Gaga is performed in procession and is a celebration of life coming from death.
Appropriately, it is synchronized with the Christian celebration of Easter.
Dominicans have adapted the music, including the songs and the instruments, to
their own culture. Some popular Merengue songs are also performed to the Gaga
Música Congos del Espíritu Santo
The Congos can be heard in the community of Villa Mella, in the section known as
Mata los Indios, since the late 1500s when slaves were first brought to the
island. African influences are present in every aspect of this music. This music
is highly African in origin and is basically drum music. The music has
maintained its original form and is still sung in call and response form. This
style of music was usually sung while working where one person sang a line and
the response was one word. This was much the same as the slave music in the
southern United States. The roots of this style of music are pure African.

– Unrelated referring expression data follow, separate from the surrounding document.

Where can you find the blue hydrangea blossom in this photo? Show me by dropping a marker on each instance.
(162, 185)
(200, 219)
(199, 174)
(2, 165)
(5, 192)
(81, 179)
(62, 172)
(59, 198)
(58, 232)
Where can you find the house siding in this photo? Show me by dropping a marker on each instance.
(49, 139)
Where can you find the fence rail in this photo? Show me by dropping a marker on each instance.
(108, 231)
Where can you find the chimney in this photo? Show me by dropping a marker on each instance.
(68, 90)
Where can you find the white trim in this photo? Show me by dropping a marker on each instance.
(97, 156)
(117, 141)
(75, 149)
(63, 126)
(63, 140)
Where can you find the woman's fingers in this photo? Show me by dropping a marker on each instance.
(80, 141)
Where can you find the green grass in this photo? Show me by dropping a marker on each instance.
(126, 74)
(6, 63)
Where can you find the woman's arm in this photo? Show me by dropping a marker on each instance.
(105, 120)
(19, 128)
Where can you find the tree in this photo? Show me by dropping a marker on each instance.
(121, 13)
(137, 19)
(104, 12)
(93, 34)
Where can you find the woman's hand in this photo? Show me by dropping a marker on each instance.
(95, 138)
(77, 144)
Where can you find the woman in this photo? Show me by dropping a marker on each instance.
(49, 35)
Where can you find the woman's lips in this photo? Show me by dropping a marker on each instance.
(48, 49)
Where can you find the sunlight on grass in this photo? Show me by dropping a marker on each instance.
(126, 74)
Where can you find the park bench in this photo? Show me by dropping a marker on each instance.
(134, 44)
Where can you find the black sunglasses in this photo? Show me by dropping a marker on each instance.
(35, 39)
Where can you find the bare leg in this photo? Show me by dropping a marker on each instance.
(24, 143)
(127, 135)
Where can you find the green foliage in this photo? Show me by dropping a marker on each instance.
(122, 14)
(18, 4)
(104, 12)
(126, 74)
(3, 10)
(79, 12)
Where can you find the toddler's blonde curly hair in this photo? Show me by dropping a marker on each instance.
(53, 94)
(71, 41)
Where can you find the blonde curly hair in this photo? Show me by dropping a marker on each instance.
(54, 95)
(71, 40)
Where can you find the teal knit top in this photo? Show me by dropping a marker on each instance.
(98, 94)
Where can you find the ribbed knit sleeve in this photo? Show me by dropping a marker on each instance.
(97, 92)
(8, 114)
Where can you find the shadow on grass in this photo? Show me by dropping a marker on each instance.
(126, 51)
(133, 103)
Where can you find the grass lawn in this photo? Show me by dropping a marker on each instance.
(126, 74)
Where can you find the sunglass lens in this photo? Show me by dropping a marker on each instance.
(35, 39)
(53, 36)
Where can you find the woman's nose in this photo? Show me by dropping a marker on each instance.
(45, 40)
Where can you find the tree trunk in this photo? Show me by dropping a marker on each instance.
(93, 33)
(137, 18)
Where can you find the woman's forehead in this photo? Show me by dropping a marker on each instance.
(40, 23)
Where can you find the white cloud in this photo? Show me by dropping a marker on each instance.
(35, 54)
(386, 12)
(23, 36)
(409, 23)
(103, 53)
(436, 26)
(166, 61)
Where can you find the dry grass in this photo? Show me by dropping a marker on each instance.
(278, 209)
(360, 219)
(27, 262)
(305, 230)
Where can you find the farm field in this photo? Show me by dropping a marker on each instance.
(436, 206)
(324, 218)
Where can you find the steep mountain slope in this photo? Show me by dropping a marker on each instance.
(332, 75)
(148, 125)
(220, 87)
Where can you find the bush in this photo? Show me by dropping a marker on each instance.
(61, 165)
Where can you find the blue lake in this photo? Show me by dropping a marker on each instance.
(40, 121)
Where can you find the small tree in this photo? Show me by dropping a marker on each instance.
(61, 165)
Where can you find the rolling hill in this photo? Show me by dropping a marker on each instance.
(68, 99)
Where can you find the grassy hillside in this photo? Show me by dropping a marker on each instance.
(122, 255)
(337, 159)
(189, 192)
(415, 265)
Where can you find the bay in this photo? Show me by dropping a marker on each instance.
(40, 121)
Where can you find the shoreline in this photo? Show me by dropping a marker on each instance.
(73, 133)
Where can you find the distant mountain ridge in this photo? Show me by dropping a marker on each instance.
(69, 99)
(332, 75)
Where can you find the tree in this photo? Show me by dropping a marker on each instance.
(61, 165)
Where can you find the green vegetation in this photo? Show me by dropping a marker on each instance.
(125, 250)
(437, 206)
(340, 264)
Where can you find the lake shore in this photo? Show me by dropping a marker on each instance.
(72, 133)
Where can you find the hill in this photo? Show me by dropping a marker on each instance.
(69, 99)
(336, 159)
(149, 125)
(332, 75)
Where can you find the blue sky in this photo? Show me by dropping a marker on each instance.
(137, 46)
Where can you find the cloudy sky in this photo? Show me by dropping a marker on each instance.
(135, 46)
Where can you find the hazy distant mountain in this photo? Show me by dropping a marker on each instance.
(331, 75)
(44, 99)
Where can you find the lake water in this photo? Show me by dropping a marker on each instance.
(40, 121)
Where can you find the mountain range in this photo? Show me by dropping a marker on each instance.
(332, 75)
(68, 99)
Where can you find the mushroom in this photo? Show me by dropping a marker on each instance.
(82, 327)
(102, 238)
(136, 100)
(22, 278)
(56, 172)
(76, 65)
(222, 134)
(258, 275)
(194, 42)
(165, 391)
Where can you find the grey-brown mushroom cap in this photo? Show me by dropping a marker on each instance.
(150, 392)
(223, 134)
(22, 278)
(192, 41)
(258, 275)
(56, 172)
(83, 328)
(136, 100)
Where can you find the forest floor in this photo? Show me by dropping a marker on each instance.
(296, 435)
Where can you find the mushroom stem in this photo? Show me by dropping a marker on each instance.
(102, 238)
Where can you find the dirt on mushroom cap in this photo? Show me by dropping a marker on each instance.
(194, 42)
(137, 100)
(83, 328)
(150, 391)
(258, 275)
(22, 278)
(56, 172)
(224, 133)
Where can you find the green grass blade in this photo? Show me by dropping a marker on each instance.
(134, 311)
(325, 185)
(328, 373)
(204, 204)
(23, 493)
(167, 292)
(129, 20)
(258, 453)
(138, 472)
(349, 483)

Palo, which means wood or stick in English, is a similar rhythm to Congos del
Espiritu Santo. The name usually refers to the rhythm which is played on three
tall drums with the largest of the three drums named the palo mayor, and the
smaller drums called palo menor. Each drum is made from a single tree-trunk and
the drums are accompanied by a guira, which is responsible for beating the
Salve is another call and response type of chanting that uses panderos, atabales
and other African instruments. Salves are highly ceremonial and are used in
pilgrimages and at parties dedicated to saints.
Sarandunga of Bani
The dance of the sarandunga is a manifestation of religious devotion to Saint
John the Baptist. The Saranduga is played between 23 and 24 of June. There are
three common rhythmic variations of this dance, two that are danceable and one
that isn’t. The two danceable rhythms are named "La Jacana" (live rhythm) and
the "Morano", a chant that exclusively complements the marriage ceremony
Los Atabales is probably the best representative of traditional African rhythms.
The Atabales is also called the Palos de Vela and there are an estimated 50
variants of these sounds particular to all regions in the DR. This is music of a
ceremonial nature that was brought to the island by the African slaves,
particularly from Cameroon, the Congo and Angola.
This music, also of African origin, was the national Dominican dance up until
the 19th century and became identified with the area of Jarabacoa in La Vega.
Originating from the phrase “good lawyer” this dance and music was brought to
the DR by the “cocolos” (Black immigrants from the British West Indies and the
United States) who migrated to the DR during the late 19th and early 20th
centuries. This folk music is particular to San Pedro de Macoris.